During the period covered by this report, not all NHS trusts with critical care capacity have completed data submissions, so data quality and coverage is variable in some cases. Publishing the HES critical care data as experimental statistics allows for discussion, analysis and promotion of the dataset, which in turn should lead to improved coverage and data quality.

Highlights

  • Critical care data was supplied by 137 providers, compared to 161 reporting critical care capacity through Department of Health central returns in 2009-10.1 In 2008-09 128 providers submitted critical care data.
  • The full adult critical care dataset contained 201,245 critical care records ending in the year 2009-10. Of these, 169,176 were able to be used for analysis having limited the data to overcome data quality issues.

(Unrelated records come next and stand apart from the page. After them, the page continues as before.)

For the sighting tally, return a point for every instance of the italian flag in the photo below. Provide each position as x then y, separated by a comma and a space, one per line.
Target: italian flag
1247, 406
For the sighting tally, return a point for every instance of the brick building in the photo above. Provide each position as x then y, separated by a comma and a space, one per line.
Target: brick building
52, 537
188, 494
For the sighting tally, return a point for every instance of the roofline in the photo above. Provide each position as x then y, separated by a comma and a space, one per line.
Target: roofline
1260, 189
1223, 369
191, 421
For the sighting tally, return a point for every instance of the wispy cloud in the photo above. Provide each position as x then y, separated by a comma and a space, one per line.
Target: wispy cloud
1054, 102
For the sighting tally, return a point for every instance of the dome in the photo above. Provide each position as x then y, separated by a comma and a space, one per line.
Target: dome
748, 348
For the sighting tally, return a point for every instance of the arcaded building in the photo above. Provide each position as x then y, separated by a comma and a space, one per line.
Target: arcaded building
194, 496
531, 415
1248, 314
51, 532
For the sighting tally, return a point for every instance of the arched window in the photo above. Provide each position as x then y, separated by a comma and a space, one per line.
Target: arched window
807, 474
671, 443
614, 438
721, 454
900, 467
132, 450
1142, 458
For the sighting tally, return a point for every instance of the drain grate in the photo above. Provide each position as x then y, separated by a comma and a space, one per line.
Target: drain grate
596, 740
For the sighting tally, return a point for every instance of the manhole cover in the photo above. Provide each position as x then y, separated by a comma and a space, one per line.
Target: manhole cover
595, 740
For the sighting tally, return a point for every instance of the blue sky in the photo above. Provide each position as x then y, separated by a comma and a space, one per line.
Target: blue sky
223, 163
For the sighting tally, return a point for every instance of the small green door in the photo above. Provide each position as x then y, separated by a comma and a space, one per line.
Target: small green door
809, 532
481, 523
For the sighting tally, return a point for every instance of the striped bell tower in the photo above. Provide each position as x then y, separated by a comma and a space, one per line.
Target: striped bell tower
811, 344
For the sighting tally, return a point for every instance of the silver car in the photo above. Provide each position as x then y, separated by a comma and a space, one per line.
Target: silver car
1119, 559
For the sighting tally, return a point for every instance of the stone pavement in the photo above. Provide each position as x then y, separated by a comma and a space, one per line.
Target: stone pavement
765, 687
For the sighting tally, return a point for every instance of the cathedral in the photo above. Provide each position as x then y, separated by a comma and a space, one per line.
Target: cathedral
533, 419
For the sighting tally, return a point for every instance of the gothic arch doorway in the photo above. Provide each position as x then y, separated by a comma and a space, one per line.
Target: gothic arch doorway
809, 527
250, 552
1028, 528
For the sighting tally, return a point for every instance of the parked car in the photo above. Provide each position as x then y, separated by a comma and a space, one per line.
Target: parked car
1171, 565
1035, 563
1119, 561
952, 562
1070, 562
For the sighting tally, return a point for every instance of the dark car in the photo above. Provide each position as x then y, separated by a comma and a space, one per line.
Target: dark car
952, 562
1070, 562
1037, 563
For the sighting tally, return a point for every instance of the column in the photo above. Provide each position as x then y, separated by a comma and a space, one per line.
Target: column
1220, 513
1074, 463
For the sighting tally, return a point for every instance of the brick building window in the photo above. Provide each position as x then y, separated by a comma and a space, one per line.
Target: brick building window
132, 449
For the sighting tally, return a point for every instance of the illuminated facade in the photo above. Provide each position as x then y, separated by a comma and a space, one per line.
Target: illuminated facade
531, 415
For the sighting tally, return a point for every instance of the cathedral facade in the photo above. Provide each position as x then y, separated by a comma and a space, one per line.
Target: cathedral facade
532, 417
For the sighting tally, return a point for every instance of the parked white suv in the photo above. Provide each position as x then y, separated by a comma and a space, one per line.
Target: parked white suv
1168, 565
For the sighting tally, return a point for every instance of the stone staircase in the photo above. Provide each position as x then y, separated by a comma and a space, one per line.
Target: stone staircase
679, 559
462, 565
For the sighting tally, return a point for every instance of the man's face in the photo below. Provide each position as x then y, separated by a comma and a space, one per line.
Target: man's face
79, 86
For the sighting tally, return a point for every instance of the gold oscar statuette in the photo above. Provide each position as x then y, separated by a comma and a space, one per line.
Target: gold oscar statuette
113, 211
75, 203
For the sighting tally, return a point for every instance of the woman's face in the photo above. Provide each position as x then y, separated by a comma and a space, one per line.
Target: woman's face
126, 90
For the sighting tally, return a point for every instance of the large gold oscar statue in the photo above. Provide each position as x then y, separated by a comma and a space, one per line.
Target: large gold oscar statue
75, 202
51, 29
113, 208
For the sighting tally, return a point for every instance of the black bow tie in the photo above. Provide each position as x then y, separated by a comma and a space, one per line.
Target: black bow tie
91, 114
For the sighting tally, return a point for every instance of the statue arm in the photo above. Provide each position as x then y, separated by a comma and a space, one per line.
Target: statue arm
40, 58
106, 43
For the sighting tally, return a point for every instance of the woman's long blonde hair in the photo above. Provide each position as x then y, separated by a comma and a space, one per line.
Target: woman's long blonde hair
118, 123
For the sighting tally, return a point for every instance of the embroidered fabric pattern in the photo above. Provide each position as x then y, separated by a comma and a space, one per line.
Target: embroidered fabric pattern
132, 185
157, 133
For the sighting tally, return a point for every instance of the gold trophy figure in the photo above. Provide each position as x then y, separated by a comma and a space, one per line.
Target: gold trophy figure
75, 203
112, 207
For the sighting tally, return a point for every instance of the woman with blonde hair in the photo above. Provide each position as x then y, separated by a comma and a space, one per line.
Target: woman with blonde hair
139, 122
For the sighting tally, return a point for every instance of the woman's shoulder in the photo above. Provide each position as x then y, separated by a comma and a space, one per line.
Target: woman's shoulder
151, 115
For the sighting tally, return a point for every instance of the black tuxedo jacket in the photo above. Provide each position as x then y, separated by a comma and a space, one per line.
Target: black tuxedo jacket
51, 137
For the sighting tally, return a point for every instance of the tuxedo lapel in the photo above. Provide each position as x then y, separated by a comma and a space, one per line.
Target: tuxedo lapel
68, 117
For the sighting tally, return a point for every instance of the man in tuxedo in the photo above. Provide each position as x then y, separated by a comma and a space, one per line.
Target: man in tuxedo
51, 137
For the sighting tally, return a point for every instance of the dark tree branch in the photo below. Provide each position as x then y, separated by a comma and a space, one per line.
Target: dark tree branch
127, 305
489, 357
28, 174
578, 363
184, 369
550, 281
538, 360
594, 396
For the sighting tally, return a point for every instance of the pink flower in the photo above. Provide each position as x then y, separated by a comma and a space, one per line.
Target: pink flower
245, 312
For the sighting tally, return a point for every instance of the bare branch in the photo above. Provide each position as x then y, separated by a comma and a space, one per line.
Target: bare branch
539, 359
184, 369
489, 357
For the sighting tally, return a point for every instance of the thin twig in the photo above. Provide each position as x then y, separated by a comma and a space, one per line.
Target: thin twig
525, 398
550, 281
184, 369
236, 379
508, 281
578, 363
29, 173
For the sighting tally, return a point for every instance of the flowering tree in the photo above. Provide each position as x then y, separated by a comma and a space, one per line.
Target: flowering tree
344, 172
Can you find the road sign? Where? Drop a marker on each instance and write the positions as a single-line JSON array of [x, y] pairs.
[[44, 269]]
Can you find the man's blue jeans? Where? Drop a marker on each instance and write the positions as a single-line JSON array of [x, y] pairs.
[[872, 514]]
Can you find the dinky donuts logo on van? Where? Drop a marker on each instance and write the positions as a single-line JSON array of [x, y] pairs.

This is an increase of 28.0 per cent (37,022 useable records) compared to 2008-09.
  • 58.0 per cent (98,065) of the analysed records related to male patients and 42.0 per cent (71,097) female.2 These percentages are unchanged when comparing 2008-09 to 2009-10.
  • The greatest number of critical care records were recorded for patients between the ages of 70 and 74, making up 13.2 per cent (22,270) of the records analysed (13.0 per cent, 17,214 records in 2008-09).
  • On average, weekdays had a greater number of critical care admissions per day than weekends. Weekdays accounted for 82.6 per cent (82.3 per cent in 2008-09) of all admissions.

Footnotes

  1. Two providers that supplied critical care data were not included in the Department of Health central return.
  2. There were 14 records where gender was not recorded.